According to a story from Xconomy, the US Food and Drug Administration (FDA) made a controversial decision three years ago when it approved the drug eteplirsen as a treatment for Duchenne muscular dystrophy. The reason for the controversy was because there was only slight evidence that suggested that the drug was truly having a real impact. Part of the approval process involved passionate presentations from patient advocates. These presentations included evidence gathered directly from patients that appeared to show improvement using the drug.
While the drug was ultimately approved, FDA officials stated at the time that the evidence presented by patients wasn’t rigorous enough. That is, data outside of the clinical trial setting can’t really be considered. However, Janet Woodcock, who was the agency’s head drug evaluator, said that if the data could be quantified and validated by an Institutional Review Board, it could be of greater value. In response to this, Duchenne muscular dystrophy advocates started a company called Casimir Trials with the explicit goal of gathering data directly from patients with collaboration from drug companies.
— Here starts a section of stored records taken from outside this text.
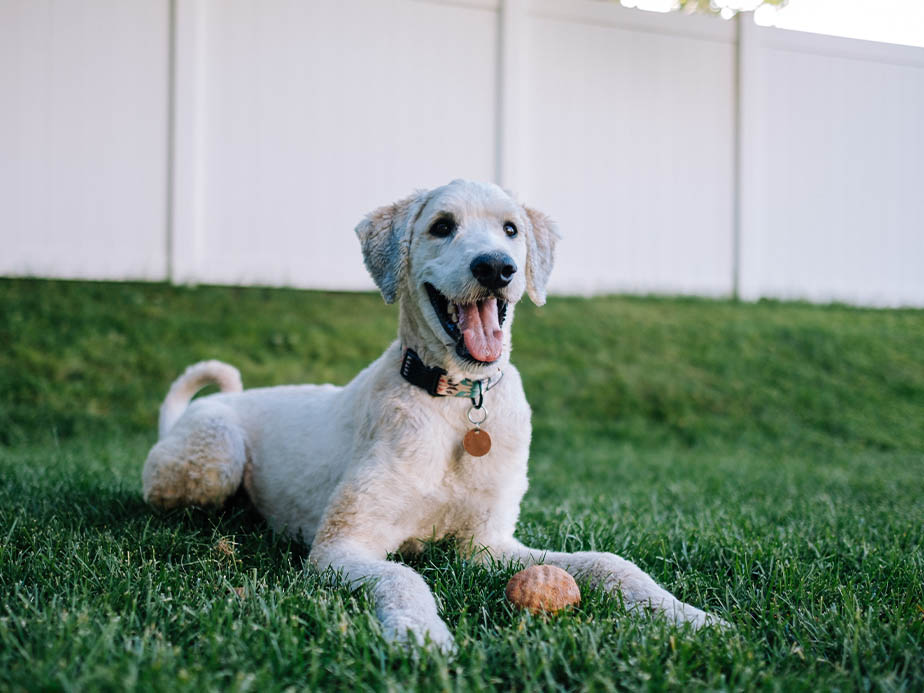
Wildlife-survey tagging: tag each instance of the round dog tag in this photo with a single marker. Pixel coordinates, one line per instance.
(477, 442)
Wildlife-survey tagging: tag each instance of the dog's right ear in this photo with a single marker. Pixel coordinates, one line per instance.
(385, 238)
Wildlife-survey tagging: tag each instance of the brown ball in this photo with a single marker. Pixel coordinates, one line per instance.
(543, 588)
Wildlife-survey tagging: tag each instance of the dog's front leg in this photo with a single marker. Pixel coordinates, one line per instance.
(614, 575)
(403, 602)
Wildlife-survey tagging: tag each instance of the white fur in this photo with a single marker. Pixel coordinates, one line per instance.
(360, 471)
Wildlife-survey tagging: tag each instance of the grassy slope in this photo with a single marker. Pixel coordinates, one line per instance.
(764, 461)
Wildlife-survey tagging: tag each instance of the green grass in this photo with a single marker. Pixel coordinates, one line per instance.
(765, 462)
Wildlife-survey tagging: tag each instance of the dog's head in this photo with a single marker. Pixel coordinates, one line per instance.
(458, 258)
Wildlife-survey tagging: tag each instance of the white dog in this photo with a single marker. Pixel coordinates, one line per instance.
(399, 454)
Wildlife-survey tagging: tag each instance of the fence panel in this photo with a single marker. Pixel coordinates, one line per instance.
(833, 168)
(83, 138)
(630, 146)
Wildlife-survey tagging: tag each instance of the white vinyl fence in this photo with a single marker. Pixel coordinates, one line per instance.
(239, 142)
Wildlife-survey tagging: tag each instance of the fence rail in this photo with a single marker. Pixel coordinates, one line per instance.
(235, 142)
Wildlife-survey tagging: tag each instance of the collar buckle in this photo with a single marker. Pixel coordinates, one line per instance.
(415, 372)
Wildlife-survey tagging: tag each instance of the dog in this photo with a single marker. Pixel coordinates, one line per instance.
(429, 441)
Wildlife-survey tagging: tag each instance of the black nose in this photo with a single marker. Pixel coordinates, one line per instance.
(493, 270)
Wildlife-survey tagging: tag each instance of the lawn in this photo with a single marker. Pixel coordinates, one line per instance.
(763, 461)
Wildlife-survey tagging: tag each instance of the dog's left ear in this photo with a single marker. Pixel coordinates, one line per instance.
(385, 238)
(540, 253)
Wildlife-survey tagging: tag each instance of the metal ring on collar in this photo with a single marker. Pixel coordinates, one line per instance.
(482, 419)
About Duchenne Muscular Dystrophy
Duchenne muscular dystrophy is a neuromuscular disease and it is one of the more severe types of muscular dystrophy. It is characterized by progressive muscle weakness that usually begins around age four and worsens quickly. As an X-linked genetic disease, boys are mostly affected, with girls only occasionally displaying mild symptoms. The disease is caused by mutations of the dystrophin gene. Symptoms of Duchenne muscular dystrophy include falling, abnormal walking posture, eventual loss of walking ability, muscle fiber deformities, intellectual disability (not in all cases), enlargement of the tongue and calf muscles, skeletal deformities, muscle atrophy, heart abnormalities, and difficulty with breathing. Treatment includes a variety of medications and therapies that can help alleviate symptoms and slow disease progression. Lifespan is usually into the thirties with good care. Better treatments for this disease are urgently needed. To learn more about Duchenne muscular dystrophy, click here.
Disparities Between Trial Data and Patient Experiences
At times, patients often feel that a drug they are taking in a trial is having a positive effect, only to have data from the trial’s design indicate little to no effect. Casimir hopes to develop new, scientifically valid methods to measure the impact of a drug on patients in a manner that reflects their experiences, which could have implications for new treatment for Duchenne muscular dystrophy and other rare diseases down the road.
There is some controversy surrounding the relationship between patient advocacy groups or patient advocate-led companies like Casimir and the drug companies, as the potential for conflicts of interest run rampant (far too many rare disease nonprofits are propped up by drug companies, for example), but the reality is that some patients genuinely do have experiences that differ from the clinical data. Casimir hopes to develop alternative methods for evidence gathering that reflects real-world impacts.